週刊『彰と朝陽』 ■しおりを挿む
むっ!殺気っ!─朝陽
変態な彰をデコピンしてからかうのは楽しーな。
って、こんな場所でイチャついてるオレも実は変態だ。
内緒だけど彰の匂いに欲情するし。
ところで、彰のデコがだんだん赤くなってきた。
そろそろ止めねーと…。
「もー、朝陽さん」
「デコピンしやすい彰のデコが悪い」
「するならキスがいい」
「所構わず発情すんなバカ」
「だって朝陽さんの唇、柔らかくてきもちーし」
「バ、バカ言うんじゃねー」
「ホントだし。なんも塗ってないのにピンク色だし」
「塗ってたら、おかしいだろ…」
「うん。
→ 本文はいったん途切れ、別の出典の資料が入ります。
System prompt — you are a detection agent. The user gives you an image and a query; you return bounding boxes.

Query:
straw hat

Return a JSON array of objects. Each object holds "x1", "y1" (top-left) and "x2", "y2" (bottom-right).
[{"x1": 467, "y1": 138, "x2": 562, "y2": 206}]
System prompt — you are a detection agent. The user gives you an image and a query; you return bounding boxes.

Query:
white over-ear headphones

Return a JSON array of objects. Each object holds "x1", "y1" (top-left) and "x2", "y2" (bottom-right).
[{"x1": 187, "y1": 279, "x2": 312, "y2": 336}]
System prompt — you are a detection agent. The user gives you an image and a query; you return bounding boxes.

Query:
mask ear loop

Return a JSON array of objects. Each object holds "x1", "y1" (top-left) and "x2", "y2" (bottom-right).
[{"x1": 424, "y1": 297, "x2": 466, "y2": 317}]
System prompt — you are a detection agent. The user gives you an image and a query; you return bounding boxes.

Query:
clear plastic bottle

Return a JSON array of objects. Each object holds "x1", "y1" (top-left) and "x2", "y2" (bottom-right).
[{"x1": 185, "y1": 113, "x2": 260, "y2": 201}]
朝陽さんかわい」
「ここ、学校っ」
「ですよねー」
でも、辺りには誰もいねー。
だから特別に、ちょっとだけなら許してやってもいいかもしれね。
オレにも彰の変態が移ったか。
なんかドキドキしてきた。
「…彰」
「え…なに、朝陽さん」
「人いねーから…一回だけなら、してもいーよ」
「…っ、やべ」
「なんだよ…」
「鼻血が」
「お前…」
「ごめん、朝陽さん」
せっかくオレが、甘い空気にしてやったのに。
実家に耳鼻科も作ってもらえばいいんじゃね?
鼻の中、改造してもらえばいいんじゃね?
オレの誘いを台無しにしやがって!
ティッシュを探す彰を見上げてたら、なにか不穏な気配を感じた。
これはもしや、殺気か!?
「彰っ、伏せろ!」
「え」
「くそ、」
彰の膝に頭を乗せたまま、鼻にティッシュを詰めた彰の首に腕を回して引き寄せた。
彰の頭上を掠めて、向こうにバサリと落ちる重そうな袋。
白い袋から飛び出した中身は…ビニール袋に入ったパン?
「ん、んんっ」
彰がくぐもった声を漏らした。
あ、キスしてるわけじゃねーよ?
「あー…当たらなかったか」
彰が背にしてた植え込みの向こうから…まさかの魔王が現れた!!!
「てめっ、魔王!復活しやがったのか」
「え、もしかして魔王って俺のことかな」
「なにしに来たんだ」
「朝陽に会いに」
「なんの用だ」
「もちろん、口説きに」
「なっ!」
彰の頭を抱き込んだまま魔王と会話してたら、彰に腕を叩かれた。
「朝陽、彰が窒息死する」
「あっ」
オレは慌てて彰の頭を解放した。